Bookmark count Estimated archive size
1,000 5-15 GB
5,000 35-50 GB
10,000 70-100 GB

Troubleshooting

API wrapper returns 401

Check the Bearer token matches the one in Vault at secret/data/archivebox -> api_key. Also verify the token matches what's in n8n's .env as ARCHIVEBOX_API_KEY.

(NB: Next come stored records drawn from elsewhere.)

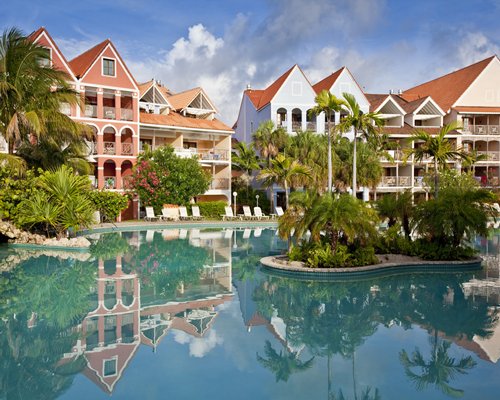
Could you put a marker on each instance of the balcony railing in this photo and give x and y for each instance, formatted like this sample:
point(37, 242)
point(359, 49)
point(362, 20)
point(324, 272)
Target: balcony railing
point(109, 112)
point(127, 114)
point(220, 184)
point(109, 148)
point(127, 149)
point(110, 182)
point(392, 181)
point(482, 129)
point(90, 110)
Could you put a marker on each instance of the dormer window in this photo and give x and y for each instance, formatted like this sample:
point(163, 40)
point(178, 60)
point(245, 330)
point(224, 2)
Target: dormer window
point(46, 61)
point(108, 67)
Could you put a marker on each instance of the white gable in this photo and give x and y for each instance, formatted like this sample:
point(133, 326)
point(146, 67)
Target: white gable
point(345, 83)
point(296, 90)
point(485, 90)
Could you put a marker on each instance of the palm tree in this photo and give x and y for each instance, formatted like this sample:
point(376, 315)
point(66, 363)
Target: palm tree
point(365, 124)
point(283, 365)
point(31, 94)
point(439, 370)
point(437, 147)
point(245, 159)
point(285, 172)
point(327, 103)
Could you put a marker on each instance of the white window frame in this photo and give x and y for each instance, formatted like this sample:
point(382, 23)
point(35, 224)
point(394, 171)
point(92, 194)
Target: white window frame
point(102, 66)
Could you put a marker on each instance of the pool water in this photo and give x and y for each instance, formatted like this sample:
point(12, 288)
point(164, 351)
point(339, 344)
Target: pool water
point(190, 314)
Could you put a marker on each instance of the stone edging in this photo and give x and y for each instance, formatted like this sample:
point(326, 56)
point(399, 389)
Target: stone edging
point(282, 265)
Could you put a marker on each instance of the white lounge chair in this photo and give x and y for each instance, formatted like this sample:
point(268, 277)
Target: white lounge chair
point(196, 212)
point(150, 215)
point(258, 213)
point(229, 216)
point(170, 214)
point(247, 212)
point(183, 213)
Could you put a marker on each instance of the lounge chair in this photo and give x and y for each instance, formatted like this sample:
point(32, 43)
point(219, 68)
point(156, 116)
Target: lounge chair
point(258, 213)
point(196, 212)
point(247, 212)
point(229, 216)
point(150, 215)
point(183, 214)
point(170, 214)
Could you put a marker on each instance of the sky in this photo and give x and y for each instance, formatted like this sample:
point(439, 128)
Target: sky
point(224, 45)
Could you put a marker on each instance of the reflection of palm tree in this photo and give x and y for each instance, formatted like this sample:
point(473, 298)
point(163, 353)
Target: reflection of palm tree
point(439, 370)
point(283, 365)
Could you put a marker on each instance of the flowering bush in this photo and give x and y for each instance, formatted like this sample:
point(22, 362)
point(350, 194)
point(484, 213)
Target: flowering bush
point(160, 177)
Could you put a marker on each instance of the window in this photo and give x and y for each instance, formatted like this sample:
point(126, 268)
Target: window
point(110, 367)
point(108, 67)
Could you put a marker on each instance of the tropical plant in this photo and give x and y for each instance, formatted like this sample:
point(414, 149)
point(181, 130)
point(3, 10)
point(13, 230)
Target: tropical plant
point(365, 125)
point(436, 147)
point(31, 94)
point(328, 104)
point(245, 159)
point(160, 177)
point(285, 172)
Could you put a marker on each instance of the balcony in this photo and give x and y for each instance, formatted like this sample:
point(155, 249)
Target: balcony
point(395, 181)
point(127, 149)
point(220, 184)
point(90, 111)
point(482, 129)
point(109, 148)
point(109, 182)
point(109, 112)
point(127, 114)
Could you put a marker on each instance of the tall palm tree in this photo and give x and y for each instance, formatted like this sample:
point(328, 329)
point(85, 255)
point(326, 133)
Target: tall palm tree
point(327, 103)
point(437, 147)
point(31, 94)
point(365, 125)
point(245, 159)
point(285, 172)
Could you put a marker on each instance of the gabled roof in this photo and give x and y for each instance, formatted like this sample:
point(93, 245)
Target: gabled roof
point(261, 98)
point(34, 36)
point(447, 89)
point(80, 64)
point(174, 119)
point(328, 82)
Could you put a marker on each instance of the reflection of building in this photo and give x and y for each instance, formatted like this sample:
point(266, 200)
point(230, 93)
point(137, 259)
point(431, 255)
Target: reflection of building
point(121, 319)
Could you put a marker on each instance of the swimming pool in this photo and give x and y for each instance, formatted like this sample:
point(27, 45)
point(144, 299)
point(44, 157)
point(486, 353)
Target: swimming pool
point(186, 314)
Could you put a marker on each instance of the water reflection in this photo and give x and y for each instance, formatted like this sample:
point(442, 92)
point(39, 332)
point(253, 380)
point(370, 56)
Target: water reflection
point(91, 313)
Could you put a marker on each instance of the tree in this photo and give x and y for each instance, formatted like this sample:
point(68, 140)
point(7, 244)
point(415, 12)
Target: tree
point(364, 124)
point(160, 177)
point(437, 147)
point(31, 95)
point(327, 103)
point(285, 172)
point(245, 159)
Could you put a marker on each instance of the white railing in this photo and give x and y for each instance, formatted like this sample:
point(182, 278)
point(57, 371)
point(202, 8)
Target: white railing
point(127, 114)
point(109, 148)
point(90, 111)
point(109, 112)
point(127, 149)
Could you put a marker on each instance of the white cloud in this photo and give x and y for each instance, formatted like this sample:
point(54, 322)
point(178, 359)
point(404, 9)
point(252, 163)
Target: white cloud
point(198, 347)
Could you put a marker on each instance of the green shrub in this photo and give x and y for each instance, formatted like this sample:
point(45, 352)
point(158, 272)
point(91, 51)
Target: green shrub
point(109, 204)
point(211, 209)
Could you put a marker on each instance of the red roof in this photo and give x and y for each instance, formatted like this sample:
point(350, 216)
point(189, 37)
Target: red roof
point(175, 119)
point(327, 83)
point(82, 63)
point(447, 89)
point(261, 98)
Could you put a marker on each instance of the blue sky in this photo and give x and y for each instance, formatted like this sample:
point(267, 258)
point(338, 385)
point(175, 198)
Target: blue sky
point(224, 45)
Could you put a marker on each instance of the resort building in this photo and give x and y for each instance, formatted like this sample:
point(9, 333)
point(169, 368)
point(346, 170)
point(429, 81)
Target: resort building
point(469, 96)
point(125, 115)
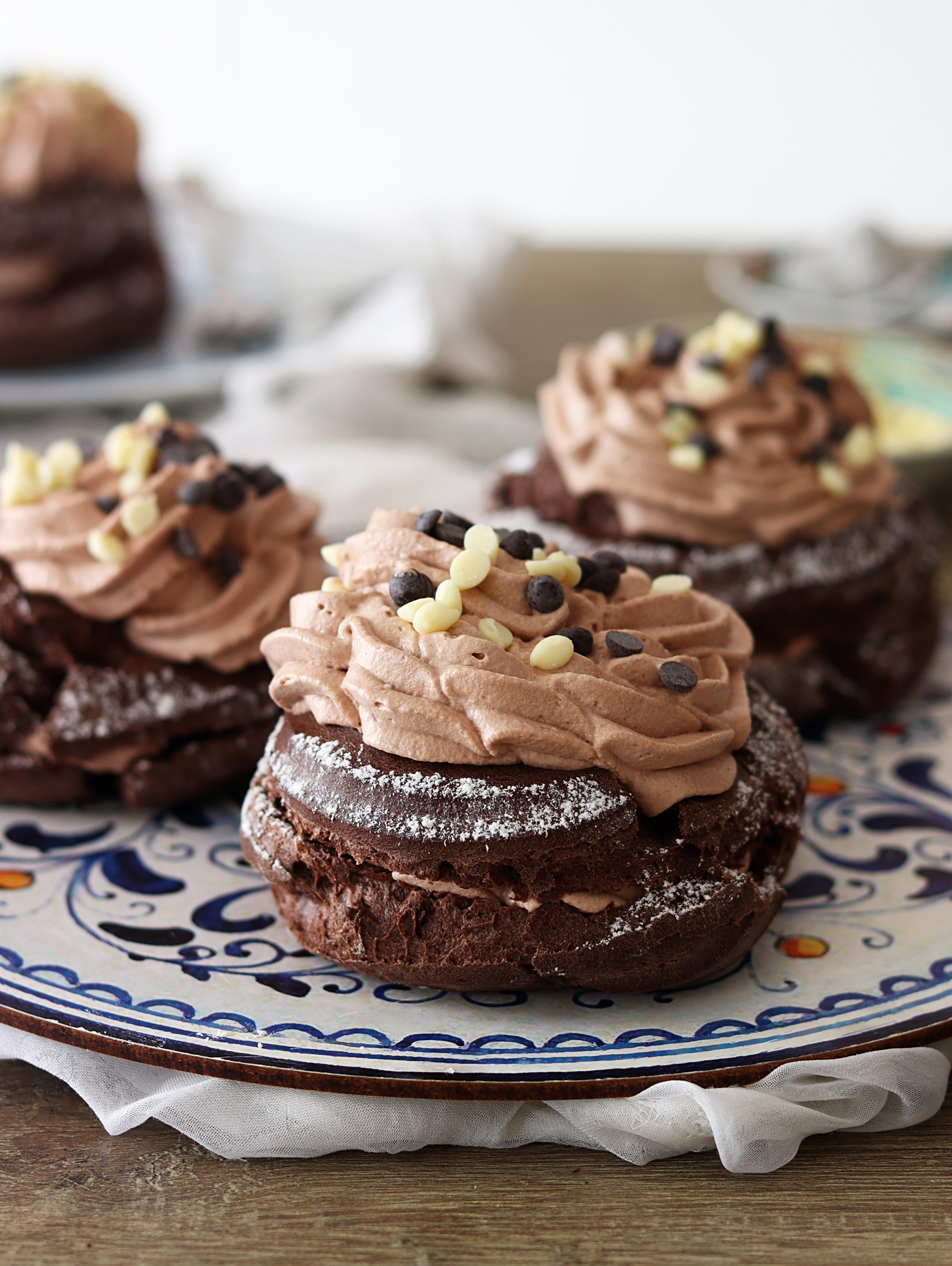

API wrapper returns 500 or timeout

Check the archivebox container is healthy and the /data volume is shared:

ssh [email protected] docker exec archivebox-api curl -s http://localhost:8001/health
ssh [email protected] docker exec archivebox-api ls /data/index.sqlite3

ArchiveBox returns 403 when accessing via browser

oauth2-proxy is blocking. Check:

  1. PocketID OIDC client exists with correct callback URL
  2. oauth2-proxy container is running on LXC 119: {container_name="oauth2-proxy-archivebox"}
  3. Caddy is routing archive.eva-00.network to 192.168.1.119:8592

wget/WARC not running despite being enabled

In v0.7.3, WARC generation requires SAVE_WGET=True (wget produces the WARC). Both must be enabled. Check:

ssh [email protected] docker exec archivebox archivebox config --get SAVE_WGET
ssh [email protected] docker exec archivebox archivebox config --get SAVE_WARC

"output.html does not exist" in web UI

This happens when --overwrite creates new snapshot directories with different timestamps while DB still points to the original. Fix:

# Re-run missing extractors on original snapshot
ssh [email protected] docker exec archivebox archivebox update

yt-dlp not downloading media

Check yt-dlp is installed and up to date:

ssh [email protected] docker exec archivebox yt-dlp --version

Archives not appearing in /mnt/archivebox/archive

Verify the bind mount is active:

ssh [email protected] df -h /mnt/archivebox/archive
ssh [email protected] ls -la /mnt/archivebox/archive/

If empty, check Proxmox bind mount config for LXC 128.

Clear the _oauth2_archivebox cookie in your browser, or try incognito.